23 003 hommes de tenue vont voter ce week-end

 

Les militaires et paramilitaires vont quitter leurs casernes pour porter leur choix sur le candidat qu'ils jugent apte à conduire les destinées du pays, pour la deuxième fois, les 18 et 19 février. Ils sont 23 003 militaires et paramilitaires inscrits sur les listes électorales à voter ce week-end.
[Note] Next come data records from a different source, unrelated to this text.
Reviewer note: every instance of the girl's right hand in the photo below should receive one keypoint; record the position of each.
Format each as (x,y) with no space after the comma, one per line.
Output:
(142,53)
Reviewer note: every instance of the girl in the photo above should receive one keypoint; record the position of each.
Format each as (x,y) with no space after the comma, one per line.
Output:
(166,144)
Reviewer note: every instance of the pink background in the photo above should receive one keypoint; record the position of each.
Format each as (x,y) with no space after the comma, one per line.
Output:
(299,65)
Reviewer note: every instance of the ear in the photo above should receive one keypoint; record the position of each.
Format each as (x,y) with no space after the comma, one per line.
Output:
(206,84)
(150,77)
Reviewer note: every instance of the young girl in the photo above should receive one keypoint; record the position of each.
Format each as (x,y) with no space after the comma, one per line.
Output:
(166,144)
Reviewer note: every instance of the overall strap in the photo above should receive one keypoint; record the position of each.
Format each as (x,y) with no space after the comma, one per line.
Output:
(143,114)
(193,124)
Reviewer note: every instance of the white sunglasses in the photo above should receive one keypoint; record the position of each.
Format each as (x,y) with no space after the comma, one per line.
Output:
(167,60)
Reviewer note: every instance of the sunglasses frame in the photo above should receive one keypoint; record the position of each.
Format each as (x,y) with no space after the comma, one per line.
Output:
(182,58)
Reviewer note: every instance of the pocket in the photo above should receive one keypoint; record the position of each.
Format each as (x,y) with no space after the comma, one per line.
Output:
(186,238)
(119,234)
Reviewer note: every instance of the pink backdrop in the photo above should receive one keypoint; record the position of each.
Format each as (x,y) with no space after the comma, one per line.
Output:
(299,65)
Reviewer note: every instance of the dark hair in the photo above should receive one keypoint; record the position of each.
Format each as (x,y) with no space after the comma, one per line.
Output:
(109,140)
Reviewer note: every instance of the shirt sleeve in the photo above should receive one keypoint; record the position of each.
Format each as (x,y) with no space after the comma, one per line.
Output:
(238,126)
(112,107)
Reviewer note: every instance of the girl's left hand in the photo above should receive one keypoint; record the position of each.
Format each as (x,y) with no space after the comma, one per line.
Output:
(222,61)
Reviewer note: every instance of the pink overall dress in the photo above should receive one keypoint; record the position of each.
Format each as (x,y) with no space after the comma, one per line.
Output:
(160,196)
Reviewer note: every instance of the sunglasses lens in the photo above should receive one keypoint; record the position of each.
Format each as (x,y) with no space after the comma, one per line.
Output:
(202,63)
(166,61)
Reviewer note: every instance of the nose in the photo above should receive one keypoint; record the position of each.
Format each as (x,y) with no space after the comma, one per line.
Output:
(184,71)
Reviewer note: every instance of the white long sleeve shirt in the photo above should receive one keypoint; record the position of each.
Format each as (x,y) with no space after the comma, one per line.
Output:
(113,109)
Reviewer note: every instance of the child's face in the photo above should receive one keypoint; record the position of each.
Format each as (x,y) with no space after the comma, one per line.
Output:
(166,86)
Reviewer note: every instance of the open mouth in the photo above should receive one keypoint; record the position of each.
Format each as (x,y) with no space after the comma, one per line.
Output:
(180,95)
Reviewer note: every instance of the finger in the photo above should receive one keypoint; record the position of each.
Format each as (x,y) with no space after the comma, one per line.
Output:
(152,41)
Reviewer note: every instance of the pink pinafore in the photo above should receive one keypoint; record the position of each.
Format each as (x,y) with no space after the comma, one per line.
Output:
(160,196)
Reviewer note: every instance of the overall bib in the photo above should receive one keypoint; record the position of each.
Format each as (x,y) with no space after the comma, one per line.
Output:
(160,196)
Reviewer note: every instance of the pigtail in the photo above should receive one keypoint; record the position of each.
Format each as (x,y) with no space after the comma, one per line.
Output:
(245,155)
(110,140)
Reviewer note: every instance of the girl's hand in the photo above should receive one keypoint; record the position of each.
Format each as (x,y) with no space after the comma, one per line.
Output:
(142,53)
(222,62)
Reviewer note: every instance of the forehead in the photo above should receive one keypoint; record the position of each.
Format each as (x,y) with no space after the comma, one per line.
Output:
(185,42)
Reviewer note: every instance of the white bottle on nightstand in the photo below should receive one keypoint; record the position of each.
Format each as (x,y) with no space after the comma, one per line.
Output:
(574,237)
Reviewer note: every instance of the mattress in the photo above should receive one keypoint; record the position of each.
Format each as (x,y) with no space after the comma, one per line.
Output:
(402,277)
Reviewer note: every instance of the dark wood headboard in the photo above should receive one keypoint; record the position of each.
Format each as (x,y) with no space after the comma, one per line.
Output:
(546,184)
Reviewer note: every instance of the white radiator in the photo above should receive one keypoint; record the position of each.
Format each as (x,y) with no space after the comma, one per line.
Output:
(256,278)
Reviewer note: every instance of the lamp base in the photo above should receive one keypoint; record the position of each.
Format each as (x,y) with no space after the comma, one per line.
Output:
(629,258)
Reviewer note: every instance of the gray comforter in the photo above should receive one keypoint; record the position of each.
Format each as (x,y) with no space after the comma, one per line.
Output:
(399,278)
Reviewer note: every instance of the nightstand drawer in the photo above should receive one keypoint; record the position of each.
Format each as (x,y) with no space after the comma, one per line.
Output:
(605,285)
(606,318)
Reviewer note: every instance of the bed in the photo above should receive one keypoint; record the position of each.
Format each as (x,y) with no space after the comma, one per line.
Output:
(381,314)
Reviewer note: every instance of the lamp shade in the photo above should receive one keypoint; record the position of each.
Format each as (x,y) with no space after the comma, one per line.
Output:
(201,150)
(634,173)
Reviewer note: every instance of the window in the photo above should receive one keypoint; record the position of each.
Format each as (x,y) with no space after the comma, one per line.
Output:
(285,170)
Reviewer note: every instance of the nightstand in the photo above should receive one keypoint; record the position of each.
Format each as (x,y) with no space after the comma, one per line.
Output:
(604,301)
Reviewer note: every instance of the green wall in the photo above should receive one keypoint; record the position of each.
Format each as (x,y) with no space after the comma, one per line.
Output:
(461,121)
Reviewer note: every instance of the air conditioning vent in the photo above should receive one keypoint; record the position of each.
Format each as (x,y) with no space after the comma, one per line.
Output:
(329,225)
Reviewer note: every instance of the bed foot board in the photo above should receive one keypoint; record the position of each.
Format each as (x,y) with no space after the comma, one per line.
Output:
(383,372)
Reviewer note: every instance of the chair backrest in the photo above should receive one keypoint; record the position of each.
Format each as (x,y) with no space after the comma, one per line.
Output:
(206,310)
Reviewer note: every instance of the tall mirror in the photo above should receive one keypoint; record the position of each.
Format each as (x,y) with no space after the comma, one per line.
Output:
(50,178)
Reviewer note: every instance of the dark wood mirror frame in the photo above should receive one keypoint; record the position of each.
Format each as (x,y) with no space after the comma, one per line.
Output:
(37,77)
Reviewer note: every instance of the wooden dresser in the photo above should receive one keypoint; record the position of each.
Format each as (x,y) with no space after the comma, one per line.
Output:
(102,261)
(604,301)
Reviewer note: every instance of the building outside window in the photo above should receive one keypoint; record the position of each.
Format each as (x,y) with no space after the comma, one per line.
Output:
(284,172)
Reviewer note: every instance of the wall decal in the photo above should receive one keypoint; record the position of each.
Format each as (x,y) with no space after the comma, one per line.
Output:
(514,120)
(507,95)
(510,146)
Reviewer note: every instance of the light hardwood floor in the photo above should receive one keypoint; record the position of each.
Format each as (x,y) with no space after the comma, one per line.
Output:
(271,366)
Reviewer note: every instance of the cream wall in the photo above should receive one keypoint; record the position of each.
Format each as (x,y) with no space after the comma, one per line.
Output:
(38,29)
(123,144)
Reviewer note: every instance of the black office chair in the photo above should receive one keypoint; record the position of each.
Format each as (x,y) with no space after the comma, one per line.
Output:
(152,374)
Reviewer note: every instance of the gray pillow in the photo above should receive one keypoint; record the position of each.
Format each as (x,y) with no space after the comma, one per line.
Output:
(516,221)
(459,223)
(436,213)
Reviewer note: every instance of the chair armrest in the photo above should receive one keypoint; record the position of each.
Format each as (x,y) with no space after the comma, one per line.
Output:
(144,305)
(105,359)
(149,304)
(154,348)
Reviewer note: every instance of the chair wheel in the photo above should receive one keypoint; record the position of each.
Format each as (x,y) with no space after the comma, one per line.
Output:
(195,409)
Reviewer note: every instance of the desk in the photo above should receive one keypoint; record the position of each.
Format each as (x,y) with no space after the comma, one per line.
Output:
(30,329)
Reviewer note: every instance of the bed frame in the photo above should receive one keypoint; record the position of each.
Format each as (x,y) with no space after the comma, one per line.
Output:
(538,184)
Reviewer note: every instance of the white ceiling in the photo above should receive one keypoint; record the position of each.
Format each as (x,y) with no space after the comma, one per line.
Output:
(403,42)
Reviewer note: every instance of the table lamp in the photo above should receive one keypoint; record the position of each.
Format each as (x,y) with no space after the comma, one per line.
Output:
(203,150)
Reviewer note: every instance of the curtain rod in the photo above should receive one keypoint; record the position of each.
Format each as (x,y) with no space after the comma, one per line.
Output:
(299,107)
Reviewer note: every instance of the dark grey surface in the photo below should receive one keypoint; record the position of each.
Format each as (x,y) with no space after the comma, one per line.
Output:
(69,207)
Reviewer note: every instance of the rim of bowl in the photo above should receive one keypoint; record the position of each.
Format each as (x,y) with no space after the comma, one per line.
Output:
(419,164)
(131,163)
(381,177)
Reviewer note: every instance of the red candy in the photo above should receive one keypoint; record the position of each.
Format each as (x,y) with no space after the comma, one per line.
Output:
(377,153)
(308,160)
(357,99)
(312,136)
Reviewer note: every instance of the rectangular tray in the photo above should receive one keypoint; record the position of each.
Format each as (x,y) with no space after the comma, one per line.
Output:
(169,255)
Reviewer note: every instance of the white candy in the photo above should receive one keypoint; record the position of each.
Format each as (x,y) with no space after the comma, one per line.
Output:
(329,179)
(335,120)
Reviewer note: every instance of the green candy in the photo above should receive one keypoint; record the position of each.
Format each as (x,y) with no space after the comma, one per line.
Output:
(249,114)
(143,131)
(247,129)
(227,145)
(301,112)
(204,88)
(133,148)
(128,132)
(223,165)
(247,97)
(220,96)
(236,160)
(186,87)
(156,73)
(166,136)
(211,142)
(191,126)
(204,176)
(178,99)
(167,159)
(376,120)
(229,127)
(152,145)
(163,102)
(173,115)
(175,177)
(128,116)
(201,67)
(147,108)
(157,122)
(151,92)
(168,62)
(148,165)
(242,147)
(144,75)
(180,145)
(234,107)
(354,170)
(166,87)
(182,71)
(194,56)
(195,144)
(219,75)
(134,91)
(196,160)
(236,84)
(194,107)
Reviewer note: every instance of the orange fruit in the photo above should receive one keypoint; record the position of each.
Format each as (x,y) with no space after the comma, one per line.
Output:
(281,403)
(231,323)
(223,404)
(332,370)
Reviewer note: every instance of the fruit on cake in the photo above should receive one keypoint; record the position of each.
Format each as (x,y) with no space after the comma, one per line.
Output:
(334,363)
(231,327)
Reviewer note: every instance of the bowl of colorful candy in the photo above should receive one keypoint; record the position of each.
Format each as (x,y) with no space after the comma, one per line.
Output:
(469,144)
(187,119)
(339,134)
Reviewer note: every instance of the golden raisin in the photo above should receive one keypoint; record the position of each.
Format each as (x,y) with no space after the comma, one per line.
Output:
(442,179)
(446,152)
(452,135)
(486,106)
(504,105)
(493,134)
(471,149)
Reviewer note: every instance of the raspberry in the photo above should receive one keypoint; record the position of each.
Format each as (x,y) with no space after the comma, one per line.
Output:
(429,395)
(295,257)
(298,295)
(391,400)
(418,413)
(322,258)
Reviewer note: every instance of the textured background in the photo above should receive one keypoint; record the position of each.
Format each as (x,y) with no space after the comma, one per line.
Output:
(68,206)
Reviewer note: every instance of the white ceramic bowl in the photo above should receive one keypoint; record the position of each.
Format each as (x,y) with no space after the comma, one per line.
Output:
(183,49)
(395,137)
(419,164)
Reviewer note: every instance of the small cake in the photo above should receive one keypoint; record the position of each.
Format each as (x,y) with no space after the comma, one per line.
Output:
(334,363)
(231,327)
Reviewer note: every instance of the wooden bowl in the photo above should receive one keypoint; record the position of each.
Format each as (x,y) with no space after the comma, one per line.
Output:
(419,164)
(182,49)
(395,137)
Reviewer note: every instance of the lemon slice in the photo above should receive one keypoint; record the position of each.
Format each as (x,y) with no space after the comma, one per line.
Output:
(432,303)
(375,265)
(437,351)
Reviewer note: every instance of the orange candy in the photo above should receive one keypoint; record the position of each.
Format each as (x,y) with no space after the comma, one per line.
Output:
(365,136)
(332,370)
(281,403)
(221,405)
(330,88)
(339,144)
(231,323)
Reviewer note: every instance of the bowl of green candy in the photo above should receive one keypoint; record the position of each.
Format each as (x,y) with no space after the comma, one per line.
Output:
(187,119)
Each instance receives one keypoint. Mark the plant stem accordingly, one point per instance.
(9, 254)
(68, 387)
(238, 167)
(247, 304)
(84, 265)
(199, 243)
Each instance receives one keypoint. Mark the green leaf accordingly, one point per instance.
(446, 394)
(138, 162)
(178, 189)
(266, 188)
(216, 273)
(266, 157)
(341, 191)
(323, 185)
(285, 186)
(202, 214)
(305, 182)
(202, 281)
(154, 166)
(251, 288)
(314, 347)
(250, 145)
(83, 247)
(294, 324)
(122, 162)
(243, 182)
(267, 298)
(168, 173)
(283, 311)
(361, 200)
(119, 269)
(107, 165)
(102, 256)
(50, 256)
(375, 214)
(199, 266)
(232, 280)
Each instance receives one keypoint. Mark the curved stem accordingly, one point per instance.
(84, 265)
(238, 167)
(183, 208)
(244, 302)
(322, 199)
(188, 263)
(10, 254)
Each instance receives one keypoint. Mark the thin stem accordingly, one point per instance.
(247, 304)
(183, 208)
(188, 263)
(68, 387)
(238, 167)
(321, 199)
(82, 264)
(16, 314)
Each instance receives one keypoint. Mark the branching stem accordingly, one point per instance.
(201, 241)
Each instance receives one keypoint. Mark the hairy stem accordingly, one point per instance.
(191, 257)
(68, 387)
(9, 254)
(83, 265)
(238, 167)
Un vote qui promet d'être calme mais qui suscite encore grand intérêt du côté des civils, habitués depuis 1962 à voir les militaires opter pour leur neutralité sur les questions d'ordre politique.

 

Malgré leur faible représentativité sur le fichier électoral, le vote des hommes de tenue a fait l'objet de contestations de la part de certains observateurs et constitutionnalistes qui voient derrière ce droit de vote accordé sous le règne de l'alternance, un moyen de frauder.

 

Des craintes qui se fondent aussi sur le fait que le dépouillement des urnes se fait une semaine après le vote, c'est-à-dire au même moment que celui des civils . Il s'y ajoute que dans d'autres pays, très en avance sur le plan démocratique, les militaires remplissent ce devoir civique le jour même du scrutin. Interpellé sur la question, Mouhamadou Mbodj du forum civil rassure : ''Les risques de fraude ont été toujours polarisés avec la présence des différents acteurs qui veillent au grain''. Mais si la transparence est de rigueur, il n'a pas manqué de relever ''l'immaturité d'une telle décision'' dans notre pays dans un contexte où l'armée devrait apparaître comme un des champs décisifs de l'expression de l'unité nationale. ''On doit exprimer des formes de différenciation sur l'appartenance partisane car la forme du parti politique n'a pas fini d'achever son parcours historique. Il n'est pas bâti, par exemple, sur une idéologie, il apparaît comme un groupe d'intérêts. Introduire un parti dans une caserne, c'est accroître une division et affaiblir le dernier socle de l'unité nationale que constitue ce corps''. M Mbodj considère toutefois : ''dans le principe général, les militaires et paramilitaires sont des citoyens même si s'ils sont sous le drapeau.''

 

Après la présidentielle de 2007 et les locales de 2009, les hommes de tenue pourront accomplir leur geste civique dans 38 départements du pays. Dakar totalise 5 lieux de vote avec 17 bureaux de vote contre un centre de vote pour chaque région. Et c'est ce vendredi que le matériel électoral mis à la disposition des préfets sera installé dans les différentes localités.